A sa grande surprise, il fut le premier à exposer ses découvertes. Restée devant la porte close, la jeune femme s’approcha de la table où son époux avait déposé trois missives, le couvant de deux yeux reconnaissants. Elle lut chacune des lettres avec attention et curiosité, lançant parfois des regards amusés au sorcier. Les deux documents officiels n’éveillèrent pas grand-chose en elle, si ce n’est un certain agacement. Des formules administratives pompeuses pour l’une et dans l’autre, un enchevêtrement mielleux de mots condescendant pour remercier un homme qui, finalement, était mort dans sa mission. En était-elle la cause ? Difficile à dire, mais Elindine n’en détesta pas moins ce « votre ami » qui signait la missive et sonnait comme un fouet outrageant à son oreille. La plus intime des lettres, en revanche, était un peu plus croustillante. La rousse y reconnut les tournures que recevaient parfois Phina, de la part de ses clients les plus fidèles. Ce capitaine avait été un bien pathétique être humain, au moins semblait-il en avoir conscience.

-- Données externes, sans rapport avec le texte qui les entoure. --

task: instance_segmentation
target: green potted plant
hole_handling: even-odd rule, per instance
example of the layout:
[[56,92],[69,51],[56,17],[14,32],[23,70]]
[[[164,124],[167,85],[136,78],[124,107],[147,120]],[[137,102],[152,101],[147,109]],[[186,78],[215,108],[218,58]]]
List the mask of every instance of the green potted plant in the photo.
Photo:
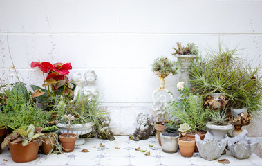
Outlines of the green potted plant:
[[181,124],[178,131],[185,137],[179,138],[178,145],[181,156],[183,157],[191,157],[195,150],[196,141],[194,138],[187,138],[187,132],[190,129],[190,127],[187,124]]
[[68,114],[68,116],[65,115],[64,117],[68,120],[67,133],[60,134],[59,138],[59,140],[61,141],[63,151],[68,153],[74,151],[75,141],[77,140],[77,136],[75,133],[69,133],[70,122],[71,120],[75,119],[74,116]]
[[171,121],[165,124],[165,130],[160,134],[162,151],[165,153],[176,153],[178,151],[178,139],[181,137],[178,129],[177,124]]
[[3,149],[8,145],[12,159],[15,162],[32,161],[37,157],[38,149],[42,142],[41,136],[32,124],[21,127],[6,137],[1,147]]

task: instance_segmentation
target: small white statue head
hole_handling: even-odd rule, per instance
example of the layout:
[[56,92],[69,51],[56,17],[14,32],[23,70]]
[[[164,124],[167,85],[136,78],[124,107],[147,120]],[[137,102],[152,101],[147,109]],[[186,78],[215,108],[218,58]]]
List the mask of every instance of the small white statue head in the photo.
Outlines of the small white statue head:
[[86,82],[86,80],[84,77],[81,75],[80,73],[75,73],[73,75],[72,77],[73,82],[76,84],[76,85],[84,85],[84,84]]
[[87,71],[84,73],[84,76],[88,84],[93,84],[96,81],[97,75],[93,70]]

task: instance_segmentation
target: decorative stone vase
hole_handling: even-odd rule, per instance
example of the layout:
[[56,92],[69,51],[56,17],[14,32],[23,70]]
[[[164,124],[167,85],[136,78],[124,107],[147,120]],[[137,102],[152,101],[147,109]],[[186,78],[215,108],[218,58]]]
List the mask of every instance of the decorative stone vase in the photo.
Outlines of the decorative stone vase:
[[247,130],[236,137],[229,138],[227,136],[227,145],[231,154],[238,159],[248,158],[254,151],[259,143],[259,138],[247,137]]
[[24,163],[35,160],[37,158],[39,146],[34,142],[30,142],[26,146],[22,143],[8,143],[12,160],[17,163]]
[[196,134],[195,138],[199,154],[203,158],[207,160],[213,160],[219,158],[227,145],[226,138],[217,141],[209,132],[205,134],[203,140],[197,134]]
[[160,133],[163,132],[163,131],[165,130],[165,124],[167,123],[168,123],[167,121],[159,121],[154,123],[155,129],[156,131],[156,136],[158,139],[159,145],[160,146],[162,146]]
[[163,133],[160,133],[162,151],[165,153],[176,153],[178,150],[178,138],[181,137],[179,133],[177,136],[166,136]]
[[195,138],[187,138],[189,141],[185,140],[185,137],[182,137],[178,139],[181,156],[183,157],[191,157],[196,147]]
[[[57,127],[60,129],[60,133],[67,133],[68,124],[58,123]],[[77,139],[75,142],[75,145],[81,145],[86,143],[86,140],[84,138],[79,138],[79,136],[88,133],[92,131],[91,123],[85,123],[84,124],[72,124],[70,126],[70,133],[74,133],[77,136]]]
[[59,135],[59,140],[62,144],[62,150],[66,153],[72,152],[74,151],[77,136],[74,133],[69,133],[69,137],[67,137],[66,135],[67,133]]
[[207,123],[206,127],[210,129],[209,132],[218,141],[225,138],[227,131],[233,128],[231,124],[226,126],[218,126]]
[[183,81],[186,86],[190,86],[189,83],[189,74],[188,73],[187,69],[191,66],[196,56],[196,55],[176,55],[175,56],[178,58],[181,65],[181,76],[179,81]]

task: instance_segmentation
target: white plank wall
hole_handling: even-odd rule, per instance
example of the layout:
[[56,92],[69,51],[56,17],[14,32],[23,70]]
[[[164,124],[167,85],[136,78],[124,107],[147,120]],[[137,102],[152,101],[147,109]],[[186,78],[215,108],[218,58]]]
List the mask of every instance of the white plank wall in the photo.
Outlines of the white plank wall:
[[[71,75],[95,69],[114,133],[132,134],[158,86],[150,68],[155,58],[174,59],[177,42],[196,43],[203,55],[223,42],[261,66],[261,17],[262,1],[0,0],[0,82],[12,66],[7,39],[27,84],[43,84],[39,70],[30,68],[38,59],[71,62]],[[175,95],[178,82],[166,79]],[[250,135],[262,136],[254,122]]]

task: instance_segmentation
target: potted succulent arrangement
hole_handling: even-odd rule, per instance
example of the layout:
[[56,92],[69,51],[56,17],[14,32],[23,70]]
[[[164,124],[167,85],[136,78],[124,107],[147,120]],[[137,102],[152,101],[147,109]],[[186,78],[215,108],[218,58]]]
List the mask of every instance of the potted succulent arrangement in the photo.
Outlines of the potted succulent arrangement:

Quand elle eut fini, elle retourna s’adosser à la porte, par habitude et par prudence : on ne savait jamais quelles oreilles pouvaient s’y coller, dans une auberge. Elle croisa les bras et quand Nedru fut de retour, elle exposa ses propres conclusions :
- Bien, si je résume les évènements qui nous amènent ici… Il y a 30 ans, Laalmatl était fondée ici, pour exploiter ses terres riches en minerais et bénéficier de sa baie abritée. Il y a 10 des ruines ont été découvertes et un commerce particulièrement lucratif s’est mis en place avec les riches propriétaires de Port-Franc et de la Cité Franche. Il y a un mois, les disparitions ont commencé, puis l’apparition des noyés. Le gouverneur, impuissant, a décidé de fermer la ville en attendant les renforts, en vain, puisque seules 8 personnes ont survécu à la rencontre avec le poisson-face-de-poulpe.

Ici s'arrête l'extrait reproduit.